A Uruguayan Historian says "Legally, Falklands are Uruguayan "

A book signed by a Uruguayan and Argentine states something that still would be taken as a joke: the possibility that Uruguay can lay claim to the islands that Argentina still claims to England

Galtieri, semi borracho, haranguing the masses from the balcony of the Casa Rosada in front of Plaza de Mayo; the faces of beardless soldiers Chaco, Formosa y Jujuy, leaving for the unknown (some would not return); Margaret Thatcher waving at aircraft; los Themis Gurkas nepal, tracer bullets; Belgrano sinking in the icy waters; the surrender of General Menendez; the fall of the dictatorship; Alfonsín hands together; the goal with the hand of Maradona to English, other historic goal, dribbling to the Queen ...

Imagine the reader that for a moment all those images recorded on the retina and in the collective memory of the Río de la Plata did not exist, that will flutter in the Falkland Islands in the South Atlantic cold wind for decades the Uruguayan flag. How? Yes, yes, we know that very well: the blue stripes on a white field and sun in the corner, one whose shadow seeking the brave at death.

In the long controversy between Argentina and the UK over possession of the Falkland Islands, Few have noted the possible role that can have as valid Claimant Uruguay southern archipelago. Within Uruguayan historians and intellectuals who were interested in the subject over the decades, emphasizes the solitary figure of Eugene Little Munoz.

Now, the book of historical research Las Malvinas, Are they Uruguayan? (Editorial Botella al Mar, $350), authored by Uruguayan architect John Ackermann and Argentine engineer Alfredo Villegas Oromí, sheds light on an issue that has been addressed only obliquely and almost jokingly (see box) in the Uruguayan international agenda: the argument of how the Falklands could be liable to claims by the Uruguayan State. The book was launched last Wednesday in Punta del Este, before an audience of Uruguayan and Argentine.

The Possibility of an Island

The basis of the argument Ackermann and Villegas focuses on the legal possession was the military port of Montevideo in the mid eighteenth century on the Falkland Islands, the island of Tierra del Fuego and the Patagonian coast. Even the island of Fernando Poo, casi across Africa.

"La corona Spanish tennis three naval apostaderos in America, desde donde dominaba las los mares, islands and coasts.

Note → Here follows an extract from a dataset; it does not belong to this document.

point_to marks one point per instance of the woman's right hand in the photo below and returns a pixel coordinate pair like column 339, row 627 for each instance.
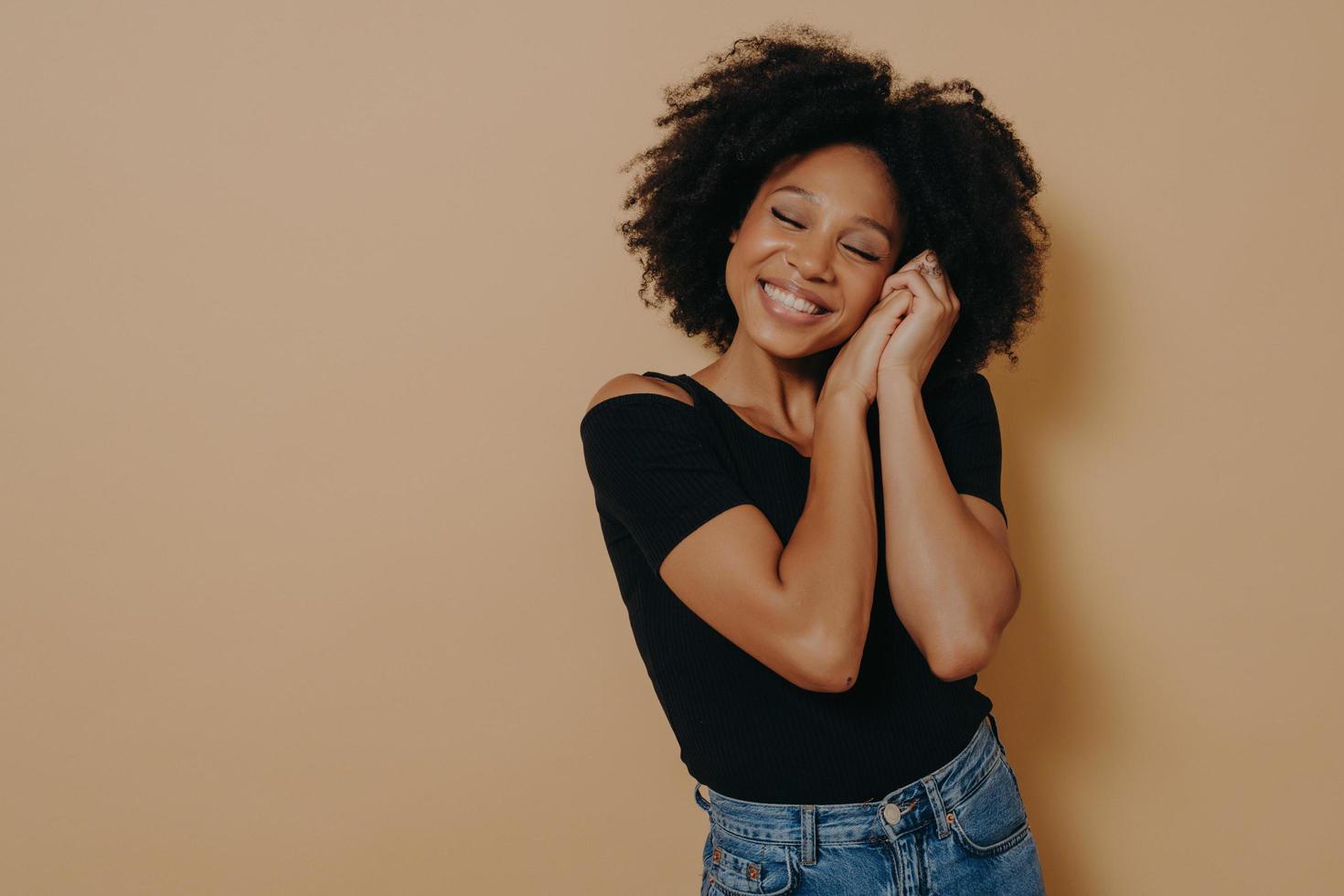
column 855, row 367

One was in Lima, the second was in Cuba and the third was Montevideo ", Ackermann explained to The Observer.

On the Argentine claim, Villegas argues that national sovereignty is never called in the act. "In 1820, when the Argentine dealer Luis Vernet arrives in the Falklands their motives are economic, no sovereignty. There was a huge institutional chaos and never was a Possession ", says.

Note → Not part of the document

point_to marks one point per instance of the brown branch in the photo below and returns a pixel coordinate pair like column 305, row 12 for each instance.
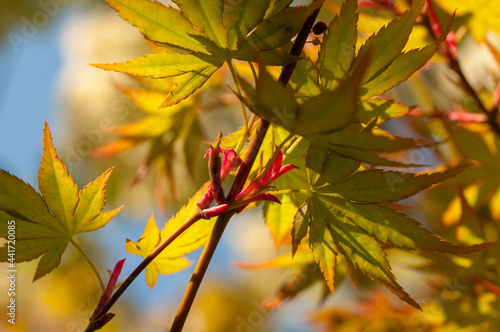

From 1833, the British established their rule over the Falklands, but throughout the nineteenth century the ties between Uruguay and the Falklands were very large. The businessman Samuel anglouruguayo Lafone bought almost half of the islands, a region known today as Lafonia, where he raised sheep and where gauchos led Eastern bequeathed a lot of Spanish words into English kelpers.

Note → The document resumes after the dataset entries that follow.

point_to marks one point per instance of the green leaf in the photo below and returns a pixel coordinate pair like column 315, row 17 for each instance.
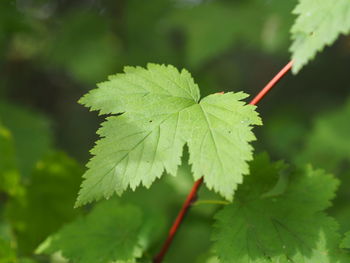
column 346, row 241
column 290, row 227
column 162, row 113
column 48, row 201
column 319, row 23
column 9, row 175
column 110, row 232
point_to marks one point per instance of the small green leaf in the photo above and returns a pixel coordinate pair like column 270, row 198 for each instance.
column 290, row 227
column 162, row 112
column 319, row 23
column 110, row 232
column 47, row 202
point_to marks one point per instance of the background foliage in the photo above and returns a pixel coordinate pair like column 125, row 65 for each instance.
column 54, row 51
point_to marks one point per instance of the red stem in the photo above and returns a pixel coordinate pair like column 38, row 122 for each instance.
column 193, row 193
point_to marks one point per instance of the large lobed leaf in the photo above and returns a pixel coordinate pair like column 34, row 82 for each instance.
column 279, row 226
column 161, row 112
column 319, row 23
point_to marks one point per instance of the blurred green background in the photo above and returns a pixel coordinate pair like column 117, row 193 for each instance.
column 54, row 51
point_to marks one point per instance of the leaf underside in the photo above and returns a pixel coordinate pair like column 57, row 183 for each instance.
column 319, row 23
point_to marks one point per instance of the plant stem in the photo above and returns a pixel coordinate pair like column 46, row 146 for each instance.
column 211, row 202
column 192, row 196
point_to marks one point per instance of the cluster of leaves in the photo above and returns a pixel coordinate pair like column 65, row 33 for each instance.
column 276, row 212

Then, many islanders studied in schools in Montevideo and treated in British hospital. To date, Islanders maintain a loving relationship with Montevideo. The undersigned was in 2011 Falklands and it found first hand.
A treaty forgotten

In 1841, Spain and Uruguay signed a particular treaty. "It is a treaty that almost nobody remembers. In this document, Spain cedes the authority had the colony. Seventeen years later, Spain does the same with Argentina, but I could not give him what he had already. That is already a very strong argument in favor of Uruguay ", explica Ackermann.

"If that was not lapidary, in 1972, when the Antarctic Treaty was signed, is signed Uruguayan Senate first and then in the Argentine Senate. The base of the firm is trying to 1841. When Argentine lawmakers signed, were recognizing that treaty. It looks they did not read what they were signing ", Villegas stressed. "Legally, correspond to the nosotros ", Remata Ackermann. "For me, I'm Argentinian, was hard to realize this ", reflects Villegas.

The authors propose some assumptions explicit to the facts in the book. Uruguay does not claim that nothing, which is entitled. That Uruguay initiate discussions with England and / or with the Islanders. That the claim of Argentina-Uruguay British cosovereignty can somehow mediate. O incluso, these arguments Uruguayan sovereignty over the Malvinas are used as leverage to Argentina meets the Martin Garcia channel dredging.

Among many other, on this issue is simple and huge floating question: Why never claimed the islands Uruguay? "We have not discovered anything. Just delve into documents that already existed ", the authors conclude.